Answer: For \(m_{1}\) values from 1000 to 4500 kg/h, \(x_{6,Cr}\) is small and stays constant. For \(m_{1}\) values above 4500 kg/h, \(x_{6,Cr}\) increases. The reason why \(x_{6,Cr}\) is constant and then increases is because the treatment unit has a maximum capacity of 4500 kg/h. For feed flow rates above 4500 kg/h, part of the feed will bypass the treatment unit, resulting in a higher \(x_{6,Cr}\). The optimal value of \(m_{1}\) is 4500 kg/h, which is the treatment unit’s maximum capacity.

5. Discussion Question#

The company has hired you as a consultant to help them determine whether or not to add capacity to the treatment unit to increase the recovery of chromium. What would you need to know to make this determination?
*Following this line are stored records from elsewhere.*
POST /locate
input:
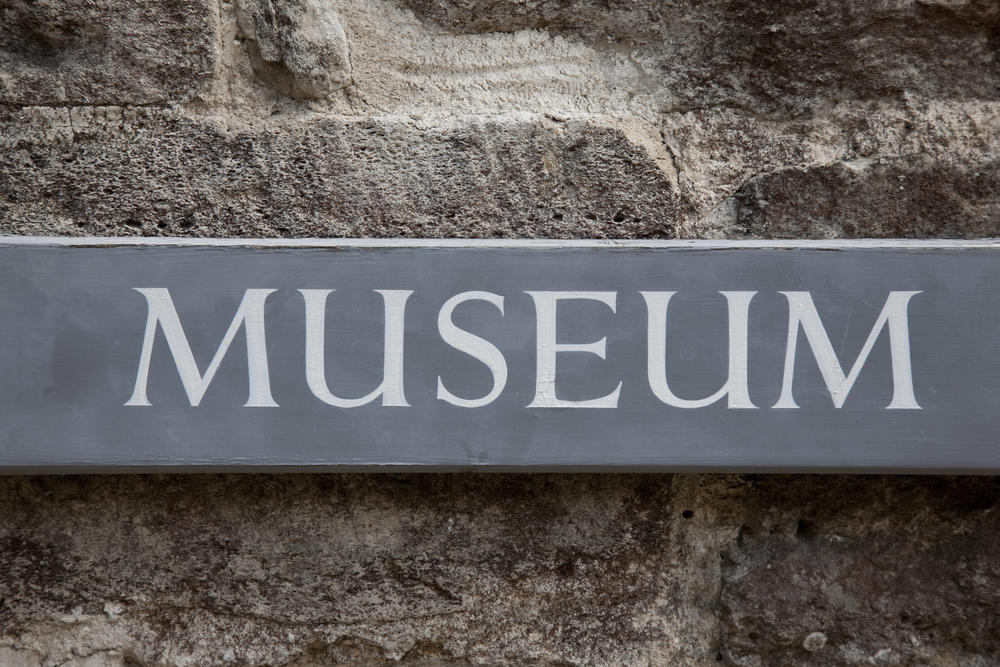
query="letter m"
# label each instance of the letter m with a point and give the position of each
(802, 312)
(162, 313)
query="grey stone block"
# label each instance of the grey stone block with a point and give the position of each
(105, 52)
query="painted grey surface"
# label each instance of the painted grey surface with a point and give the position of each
(72, 324)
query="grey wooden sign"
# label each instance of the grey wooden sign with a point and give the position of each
(132, 354)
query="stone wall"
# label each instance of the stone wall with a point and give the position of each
(500, 118)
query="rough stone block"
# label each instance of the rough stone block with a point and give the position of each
(330, 177)
(104, 52)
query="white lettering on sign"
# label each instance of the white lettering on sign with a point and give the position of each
(802, 314)
(391, 388)
(250, 316)
(474, 346)
(545, 377)
(736, 386)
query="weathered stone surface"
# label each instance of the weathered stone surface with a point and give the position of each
(79, 52)
(786, 58)
(91, 174)
(298, 45)
(908, 196)
(460, 569)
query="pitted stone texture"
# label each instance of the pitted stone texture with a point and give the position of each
(907, 196)
(307, 569)
(499, 569)
(157, 174)
(298, 46)
(781, 58)
(897, 571)
(101, 52)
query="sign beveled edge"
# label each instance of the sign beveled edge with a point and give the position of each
(398, 242)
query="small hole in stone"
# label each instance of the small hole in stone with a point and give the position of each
(804, 529)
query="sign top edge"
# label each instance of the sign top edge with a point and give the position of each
(701, 244)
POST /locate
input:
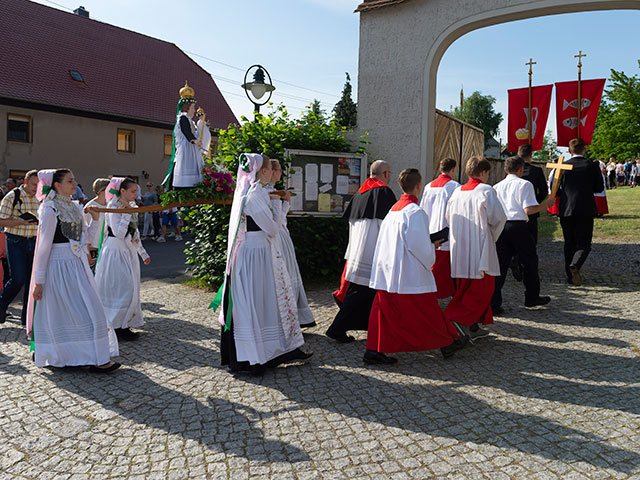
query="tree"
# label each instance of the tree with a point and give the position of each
(478, 111)
(346, 111)
(548, 143)
(617, 130)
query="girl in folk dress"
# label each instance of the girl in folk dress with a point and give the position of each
(69, 326)
(305, 316)
(260, 315)
(118, 269)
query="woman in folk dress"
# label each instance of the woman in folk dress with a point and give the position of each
(67, 322)
(118, 269)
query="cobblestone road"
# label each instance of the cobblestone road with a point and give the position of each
(554, 393)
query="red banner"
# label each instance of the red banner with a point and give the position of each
(567, 110)
(519, 122)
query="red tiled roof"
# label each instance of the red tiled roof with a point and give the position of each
(373, 4)
(126, 73)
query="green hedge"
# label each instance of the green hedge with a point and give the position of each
(320, 243)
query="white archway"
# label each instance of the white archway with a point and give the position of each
(411, 36)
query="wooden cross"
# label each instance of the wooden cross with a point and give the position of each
(558, 174)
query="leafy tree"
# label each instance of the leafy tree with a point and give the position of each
(346, 111)
(548, 143)
(617, 130)
(478, 111)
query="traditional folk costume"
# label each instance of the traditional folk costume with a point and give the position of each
(434, 201)
(365, 212)
(68, 326)
(305, 316)
(260, 315)
(516, 194)
(118, 268)
(405, 316)
(476, 219)
(185, 169)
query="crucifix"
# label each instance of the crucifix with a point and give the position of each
(579, 57)
(559, 167)
(531, 63)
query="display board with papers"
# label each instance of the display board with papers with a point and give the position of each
(323, 182)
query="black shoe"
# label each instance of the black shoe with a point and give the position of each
(335, 299)
(372, 357)
(536, 302)
(341, 337)
(576, 279)
(126, 335)
(114, 366)
(458, 344)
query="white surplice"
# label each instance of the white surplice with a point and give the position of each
(476, 219)
(404, 253)
(118, 271)
(70, 327)
(187, 169)
(363, 234)
(258, 326)
(434, 202)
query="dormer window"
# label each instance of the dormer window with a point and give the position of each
(76, 76)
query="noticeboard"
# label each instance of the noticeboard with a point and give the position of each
(323, 182)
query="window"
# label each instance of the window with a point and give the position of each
(168, 145)
(18, 128)
(126, 140)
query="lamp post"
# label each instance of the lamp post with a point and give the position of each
(256, 90)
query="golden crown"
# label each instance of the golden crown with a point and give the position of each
(187, 91)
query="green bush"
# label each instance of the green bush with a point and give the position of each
(320, 242)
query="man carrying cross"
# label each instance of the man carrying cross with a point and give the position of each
(578, 208)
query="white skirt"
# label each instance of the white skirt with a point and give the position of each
(69, 325)
(118, 280)
(305, 316)
(257, 327)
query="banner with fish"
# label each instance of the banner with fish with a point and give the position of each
(567, 109)
(519, 122)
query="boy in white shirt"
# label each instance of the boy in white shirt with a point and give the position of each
(518, 200)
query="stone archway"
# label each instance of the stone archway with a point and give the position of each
(411, 36)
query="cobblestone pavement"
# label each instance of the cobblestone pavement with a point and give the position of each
(554, 393)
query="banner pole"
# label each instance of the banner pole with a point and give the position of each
(579, 57)
(531, 63)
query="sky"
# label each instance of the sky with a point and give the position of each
(308, 45)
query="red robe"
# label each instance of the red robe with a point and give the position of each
(408, 322)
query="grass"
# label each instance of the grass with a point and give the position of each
(621, 224)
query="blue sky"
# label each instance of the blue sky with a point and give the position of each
(312, 43)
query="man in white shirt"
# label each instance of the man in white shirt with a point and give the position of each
(518, 200)
(434, 201)
(476, 219)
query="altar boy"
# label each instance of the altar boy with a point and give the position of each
(405, 315)
(476, 219)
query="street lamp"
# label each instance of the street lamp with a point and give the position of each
(258, 87)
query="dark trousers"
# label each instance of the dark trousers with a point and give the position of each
(355, 310)
(578, 233)
(516, 239)
(156, 223)
(20, 252)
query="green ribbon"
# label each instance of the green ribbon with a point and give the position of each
(165, 182)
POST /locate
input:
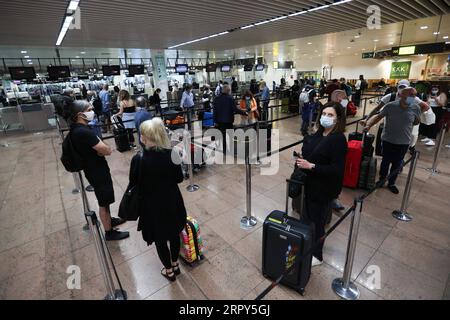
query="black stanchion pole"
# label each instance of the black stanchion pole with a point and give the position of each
(344, 287)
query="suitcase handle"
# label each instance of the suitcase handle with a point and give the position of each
(302, 195)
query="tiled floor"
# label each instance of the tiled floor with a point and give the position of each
(41, 232)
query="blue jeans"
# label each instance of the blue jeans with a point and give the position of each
(393, 155)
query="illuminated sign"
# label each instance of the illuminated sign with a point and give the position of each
(404, 51)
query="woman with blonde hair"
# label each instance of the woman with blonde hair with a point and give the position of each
(162, 214)
(248, 104)
(127, 112)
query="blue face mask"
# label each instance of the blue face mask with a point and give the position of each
(410, 100)
(327, 122)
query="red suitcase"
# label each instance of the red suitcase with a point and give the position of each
(353, 163)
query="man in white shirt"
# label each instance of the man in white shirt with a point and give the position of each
(402, 84)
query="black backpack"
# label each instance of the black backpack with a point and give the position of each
(98, 106)
(364, 85)
(70, 158)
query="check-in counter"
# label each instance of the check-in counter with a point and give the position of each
(37, 116)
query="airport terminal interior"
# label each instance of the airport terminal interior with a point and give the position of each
(281, 70)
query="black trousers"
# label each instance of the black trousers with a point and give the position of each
(223, 128)
(318, 213)
(168, 256)
(393, 154)
(130, 135)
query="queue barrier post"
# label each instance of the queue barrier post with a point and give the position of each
(344, 287)
(437, 153)
(192, 187)
(248, 222)
(401, 214)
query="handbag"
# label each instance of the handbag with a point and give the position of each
(129, 205)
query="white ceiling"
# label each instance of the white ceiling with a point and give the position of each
(160, 24)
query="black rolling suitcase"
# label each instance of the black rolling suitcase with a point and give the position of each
(120, 135)
(284, 240)
(268, 127)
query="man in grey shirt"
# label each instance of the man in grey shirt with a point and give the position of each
(400, 116)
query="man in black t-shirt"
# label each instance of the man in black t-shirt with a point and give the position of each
(92, 151)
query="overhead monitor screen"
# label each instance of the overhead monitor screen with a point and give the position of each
(58, 72)
(260, 67)
(111, 70)
(226, 68)
(22, 73)
(407, 50)
(135, 69)
(211, 67)
(181, 68)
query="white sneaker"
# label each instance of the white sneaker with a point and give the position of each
(316, 262)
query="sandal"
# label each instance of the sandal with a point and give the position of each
(169, 276)
(176, 269)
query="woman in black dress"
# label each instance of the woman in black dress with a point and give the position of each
(323, 158)
(162, 214)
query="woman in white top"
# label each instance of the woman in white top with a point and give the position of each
(437, 99)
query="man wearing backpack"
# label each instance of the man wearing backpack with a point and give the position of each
(84, 150)
(307, 101)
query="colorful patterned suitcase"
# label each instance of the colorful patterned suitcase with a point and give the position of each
(191, 242)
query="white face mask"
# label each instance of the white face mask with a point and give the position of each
(89, 115)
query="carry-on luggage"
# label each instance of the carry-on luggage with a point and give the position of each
(120, 135)
(368, 173)
(284, 240)
(353, 163)
(191, 242)
(378, 149)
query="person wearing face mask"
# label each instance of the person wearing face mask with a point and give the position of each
(162, 213)
(248, 104)
(400, 117)
(437, 101)
(395, 96)
(323, 159)
(92, 151)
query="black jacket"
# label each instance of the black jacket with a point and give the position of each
(224, 109)
(162, 214)
(324, 182)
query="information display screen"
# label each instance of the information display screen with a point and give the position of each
(58, 72)
(135, 69)
(111, 70)
(22, 73)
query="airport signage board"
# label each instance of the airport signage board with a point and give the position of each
(428, 48)
(400, 70)
(368, 55)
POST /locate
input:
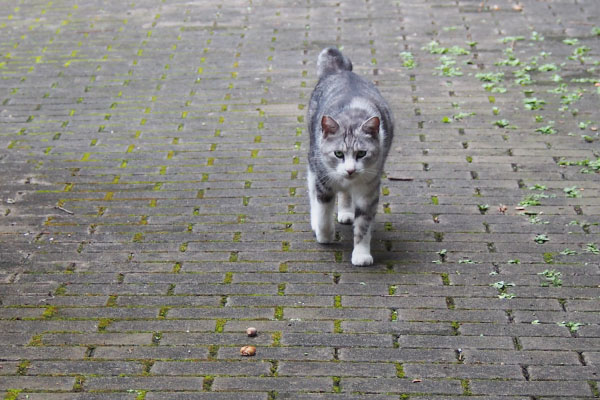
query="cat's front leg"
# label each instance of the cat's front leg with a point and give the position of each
(364, 215)
(345, 208)
(321, 210)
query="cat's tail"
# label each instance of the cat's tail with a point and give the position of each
(332, 61)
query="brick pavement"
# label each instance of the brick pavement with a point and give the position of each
(153, 202)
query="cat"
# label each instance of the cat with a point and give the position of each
(351, 129)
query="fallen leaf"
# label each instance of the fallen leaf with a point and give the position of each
(248, 351)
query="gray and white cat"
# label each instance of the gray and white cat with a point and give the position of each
(351, 130)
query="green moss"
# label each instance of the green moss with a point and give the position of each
(12, 394)
(278, 313)
(220, 325)
(337, 302)
(337, 326)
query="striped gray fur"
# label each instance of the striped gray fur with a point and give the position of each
(351, 130)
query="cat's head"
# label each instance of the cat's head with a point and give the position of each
(350, 146)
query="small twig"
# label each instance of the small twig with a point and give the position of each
(64, 210)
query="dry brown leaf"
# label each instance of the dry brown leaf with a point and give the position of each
(248, 351)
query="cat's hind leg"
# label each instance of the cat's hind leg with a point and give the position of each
(321, 210)
(345, 208)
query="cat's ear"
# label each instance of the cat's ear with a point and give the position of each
(371, 127)
(329, 126)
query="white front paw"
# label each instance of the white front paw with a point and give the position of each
(345, 217)
(325, 237)
(360, 258)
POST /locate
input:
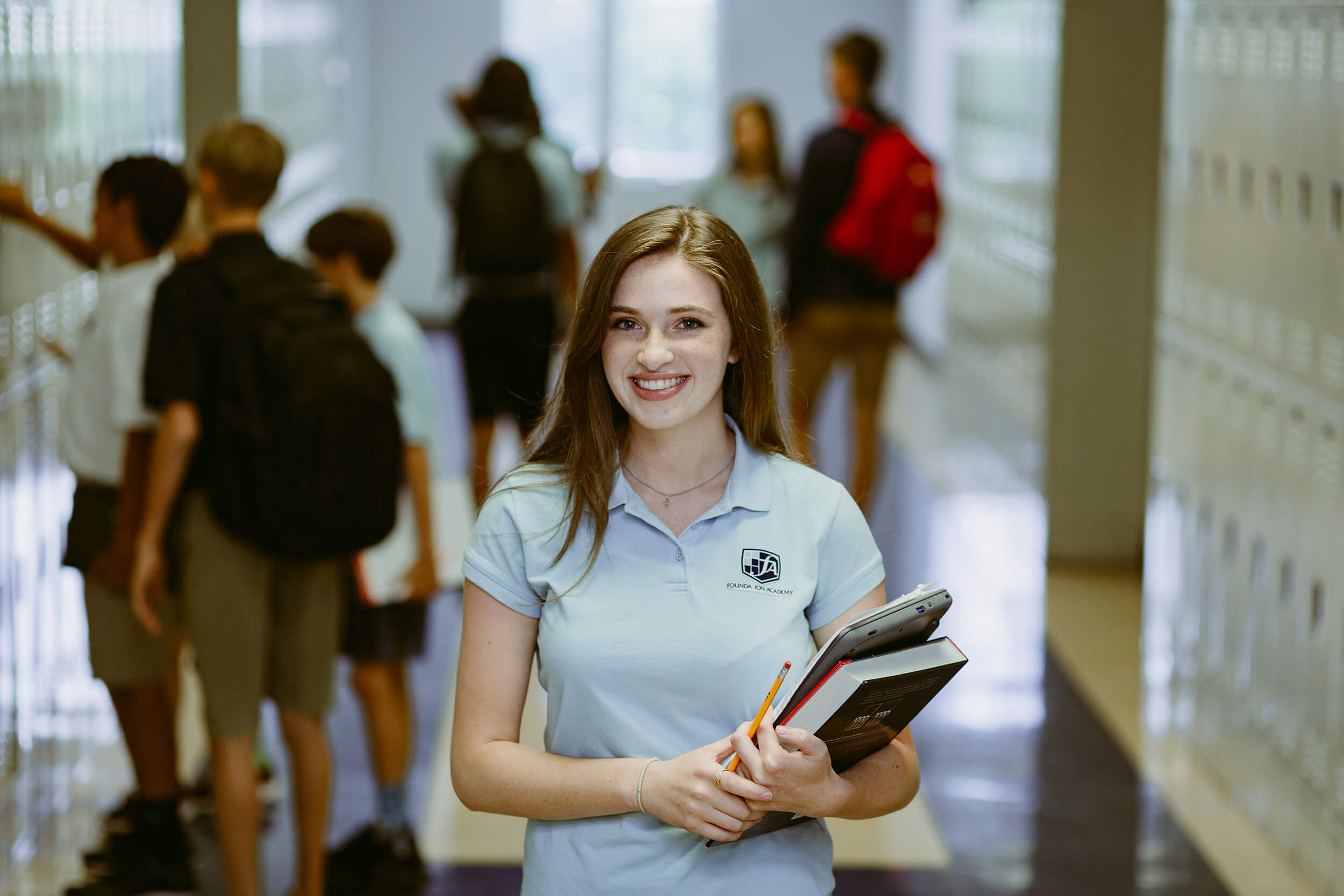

Answer: In deciding whether to add capacity to the treatment, it’s important to know the cost of additional capacity. For example, the costs of installation and maintenance, revenue from additional recovered Cr, anticipated wastewater production in coming years, capacity of waste lagoon, regulatory limits on Cr emissions. Depending on these values, it can be determined whether it’s best to add capacity to the treatment unit or not.